The book has been retitled Thirteen (or Th1rte3n according to the cover) for the American market and it's easy to see why. This is an incendiary novel that absolutely pulls no punches and takes no prisoners. Morgan analyses the problems he sees in the USA's political and sociological make-up and uses them skillfully to tear the country apart. Not since Kim Stanley Robinson's Mars Trilogy have I seen an author so convincingly show what can happen to a nation, to a mass of people, and how they develop. As an SF book relegated to the darker corners of bookshops, it's likely that the book will escape widespread scrutiny, but I can imagine this book being banned and then burned in certain parts of the American South, which it is not particularly flattering to (although the rest of the human race doesn't exactly come off lightly either). Morgan has said previously that he doesn't pay as much attention to his backdrops as he does to his characters and plots, but in Black Man the worldbuilding is exemplery. The San Francisco of Altered Carbon could feel somewhat cold and sterile at times, but the same city in Black Man is a vivid, three-dimensional place which fairly leaps of the page, as does 22nd Century New York, Miami and the other key locations in the novel.

The thriller element of the story is compelling. Morgan knows how to set up an intricate web of intrigue and mystery and when to make new revelations and bring in new characters. The world that Marsalis inhabits is a murky one of dubious loyalties and betrayals, through which a classic noir story unfolds (albeit a noir story with moments of extreme ultraviolence, a pretty explicit sex scene and a lot of swearing).

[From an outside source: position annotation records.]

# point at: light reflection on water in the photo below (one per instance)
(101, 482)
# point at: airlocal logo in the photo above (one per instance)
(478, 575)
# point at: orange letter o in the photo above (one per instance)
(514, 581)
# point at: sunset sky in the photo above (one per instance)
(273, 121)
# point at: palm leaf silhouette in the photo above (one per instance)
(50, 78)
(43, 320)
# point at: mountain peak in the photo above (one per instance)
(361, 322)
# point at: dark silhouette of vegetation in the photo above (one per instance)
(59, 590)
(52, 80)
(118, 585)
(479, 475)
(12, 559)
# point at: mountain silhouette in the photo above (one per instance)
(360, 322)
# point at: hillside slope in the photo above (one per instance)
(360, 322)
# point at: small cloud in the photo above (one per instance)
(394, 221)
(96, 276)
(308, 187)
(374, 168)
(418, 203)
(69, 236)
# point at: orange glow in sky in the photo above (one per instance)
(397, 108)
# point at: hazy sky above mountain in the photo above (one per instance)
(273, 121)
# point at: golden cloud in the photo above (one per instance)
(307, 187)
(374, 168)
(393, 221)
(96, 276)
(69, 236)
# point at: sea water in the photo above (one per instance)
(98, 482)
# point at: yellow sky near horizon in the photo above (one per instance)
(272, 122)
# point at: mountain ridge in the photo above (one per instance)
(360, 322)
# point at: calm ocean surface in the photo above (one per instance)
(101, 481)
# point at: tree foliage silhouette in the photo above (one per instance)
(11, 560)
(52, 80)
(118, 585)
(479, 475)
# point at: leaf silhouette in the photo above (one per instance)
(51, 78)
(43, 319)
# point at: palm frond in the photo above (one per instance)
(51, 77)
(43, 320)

Unlike the Kovacs novels, Black Man is told in the third person and there are several key POV characters as well as Marsalis, particularly the Martian colonial office agent Svegi Ertekin and her partner, Tom Norton. All are expertly drawn and deconstructed by the author. Marsalis himself is a fascinating character and hopefully Morgan will one day write books further exploring him further.

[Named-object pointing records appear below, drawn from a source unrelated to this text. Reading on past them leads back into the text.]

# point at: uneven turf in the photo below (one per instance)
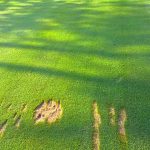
(75, 51)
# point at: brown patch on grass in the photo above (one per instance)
(17, 121)
(3, 127)
(24, 108)
(48, 111)
(121, 124)
(112, 116)
(96, 126)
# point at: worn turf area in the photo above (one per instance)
(75, 51)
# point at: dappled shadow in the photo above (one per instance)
(104, 37)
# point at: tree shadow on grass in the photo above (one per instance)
(98, 31)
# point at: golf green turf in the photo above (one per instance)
(75, 51)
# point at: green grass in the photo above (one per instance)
(77, 52)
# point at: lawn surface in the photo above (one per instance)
(75, 51)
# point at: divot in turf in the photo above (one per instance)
(48, 111)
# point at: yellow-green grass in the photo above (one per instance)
(75, 51)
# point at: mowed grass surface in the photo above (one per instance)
(76, 52)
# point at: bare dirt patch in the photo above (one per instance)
(48, 112)
(96, 126)
(112, 116)
(17, 121)
(3, 128)
(121, 124)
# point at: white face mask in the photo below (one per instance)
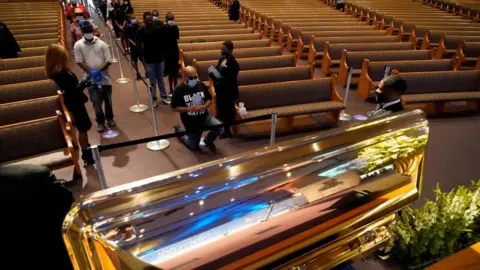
(192, 83)
(88, 36)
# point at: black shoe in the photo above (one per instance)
(210, 146)
(111, 123)
(101, 127)
(87, 157)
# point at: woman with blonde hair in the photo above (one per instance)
(56, 68)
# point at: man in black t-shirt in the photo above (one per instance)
(192, 99)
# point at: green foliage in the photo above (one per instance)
(440, 228)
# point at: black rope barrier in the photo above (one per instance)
(178, 134)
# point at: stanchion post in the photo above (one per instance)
(98, 164)
(160, 144)
(273, 128)
(343, 115)
(137, 107)
(121, 80)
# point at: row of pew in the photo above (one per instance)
(35, 126)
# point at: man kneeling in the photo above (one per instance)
(191, 99)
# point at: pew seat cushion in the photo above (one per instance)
(300, 109)
(54, 159)
(440, 97)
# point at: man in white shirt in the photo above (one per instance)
(93, 56)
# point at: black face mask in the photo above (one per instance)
(380, 97)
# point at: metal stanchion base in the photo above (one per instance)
(345, 117)
(158, 145)
(139, 108)
(123, 80)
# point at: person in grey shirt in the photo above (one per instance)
(92, 55)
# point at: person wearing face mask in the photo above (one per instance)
(93, 56)
(69, 10)
(224, 76)
(172, 34)
(75, 30)
(388, 95)
(192, 99)
(131, 30)
(150, 41)
(234, 11)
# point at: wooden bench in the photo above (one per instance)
(319, 42)
(23, 62)
(448, 45)
(332, 53)
(291, 100)
(42, 142)
(438, 87)
(373, 72)
(205, 46)
(27, 90)
(467, 53)
(251, 63)
(222, 38)
(355, 60)
(22, 75)
(187, 58)
(216, 32)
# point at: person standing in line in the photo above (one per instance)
(56, 68)
(131, 30)
(172, 34)
(93, 56)
(224, 76)
(192, 99)
(8, 46)
(234, 11)
(150, 41)
(388, 95)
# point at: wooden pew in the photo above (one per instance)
(187, 58)
(251, 63)
(436, 88)
(373, 72)
(319, 42)
(43, 142)
(332, 53)
(448, 44)
(355, 59)
(293, 101)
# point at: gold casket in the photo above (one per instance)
(309, 203)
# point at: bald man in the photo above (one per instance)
(192, 99)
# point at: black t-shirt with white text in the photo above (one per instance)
(184, 96)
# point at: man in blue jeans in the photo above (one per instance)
(150, 39)
(93, 56)
(192, 99)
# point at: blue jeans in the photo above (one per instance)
(98, 96)
(155, 76)
(192, 138)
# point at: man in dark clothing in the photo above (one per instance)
(192, 99)
(388, 94)
(150, 41)
(224, 76)
(8, 46)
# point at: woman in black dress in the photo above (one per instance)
(172, 34)
(56, 68)
(226, 87)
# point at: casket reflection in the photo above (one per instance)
(309, 203)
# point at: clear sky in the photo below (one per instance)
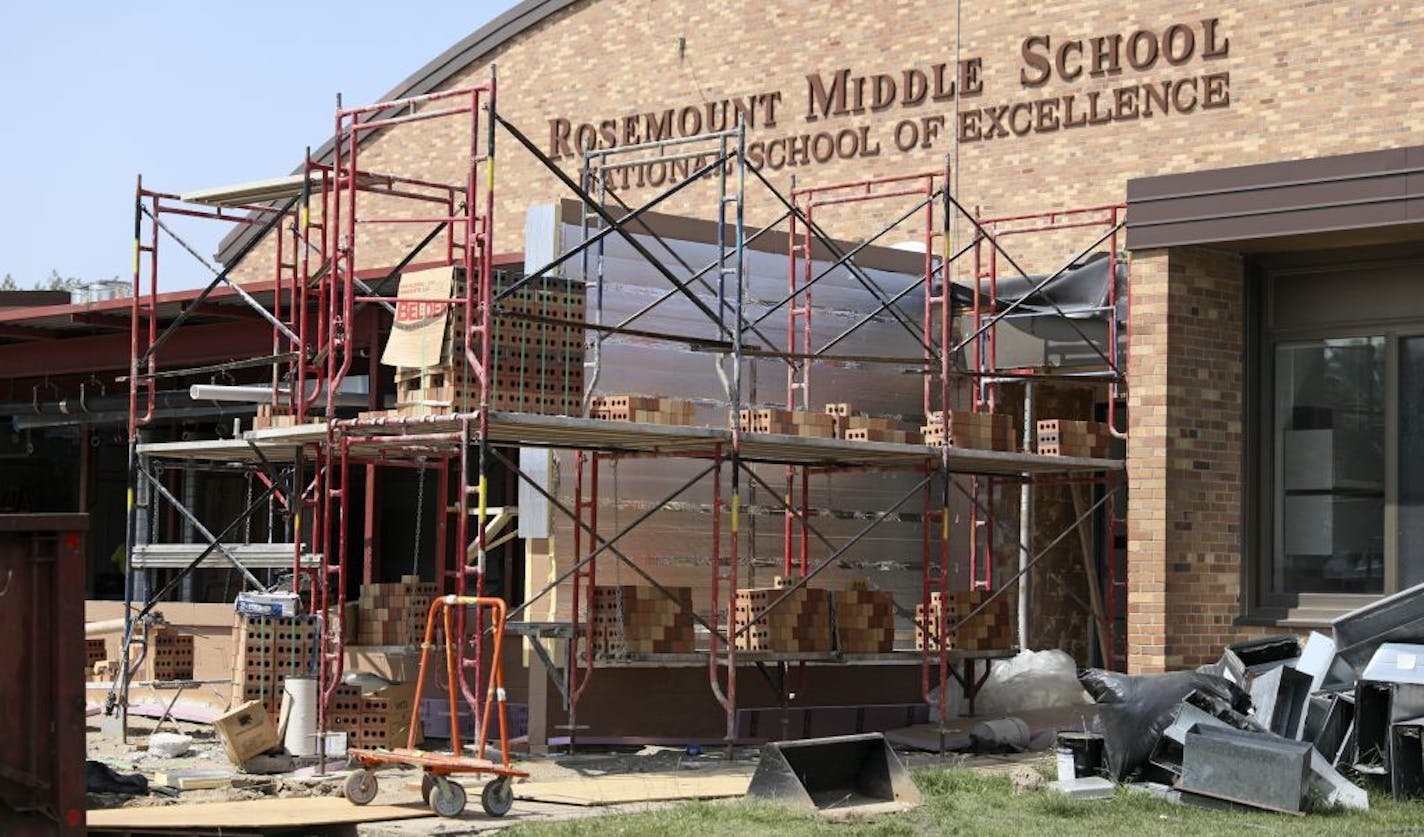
(191, 94)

Black Man (*****) is everything modern SF should be: edgy, intelligent, compelling and deep. It is without hesitation I give it the first five-starred review of a book since I started this blog. The novel will be published in hardcover in the UK by Gollancz on 17 May and in hardcover in the USA by Del Rey on 26 June. The author has a website at this location. Sandstorm Reviews has an excellent (and far more concise) review of the novel here.

9 comments:

RobB said...

My review copy is staring me in the face. I've heard nothing but good things about this one.

Anonymous said...

Sounds very interesting. I'll more than likely pick this up to keep me going before Hilldiggers and The Dreaming Void are released. Although I've yet to read any of Richard Morgan's work to date, this seems like the place to start.

Race said...

gah... I've only read Altered Carbon so far. I need to get to Broken Angels and Woken Furies! Not enough time read read all these books!

weenie said...

This book has been on my wish list since I heard about it - I loved Morgan's Kovacs novels, although the first person perspective threw me at first. Looking forward to it!

Adam Whitehead said...

William Lexner/Stego (whose blog I Hope I Didn't Give Away the Ending I have linked on my main page) has called it a 'Stranger in a Strange Land' for the 21st Century, which coming from someone who worships Heinlein as he does is a massive compliment.

M. said...

Race said it. Me too.

Nice blog. I see on sffworld that we share similar tastes, but that we've read in some different directions. I'll be back for more recommendations, although I doubt I'll be reading Erikson, Martin, or Bakker.

SuperwebG said...

So does this make it to your list of SF&F books of merit?

Adam Whitehead said...

It certainly does!

Anonymous said...

I cannot understand what was so great about this book. His Kovacs novels had much more meaning than this novel, it was exceedingly boring and quite simple-minded in its "genes make the world go round, and nothing else" attitude.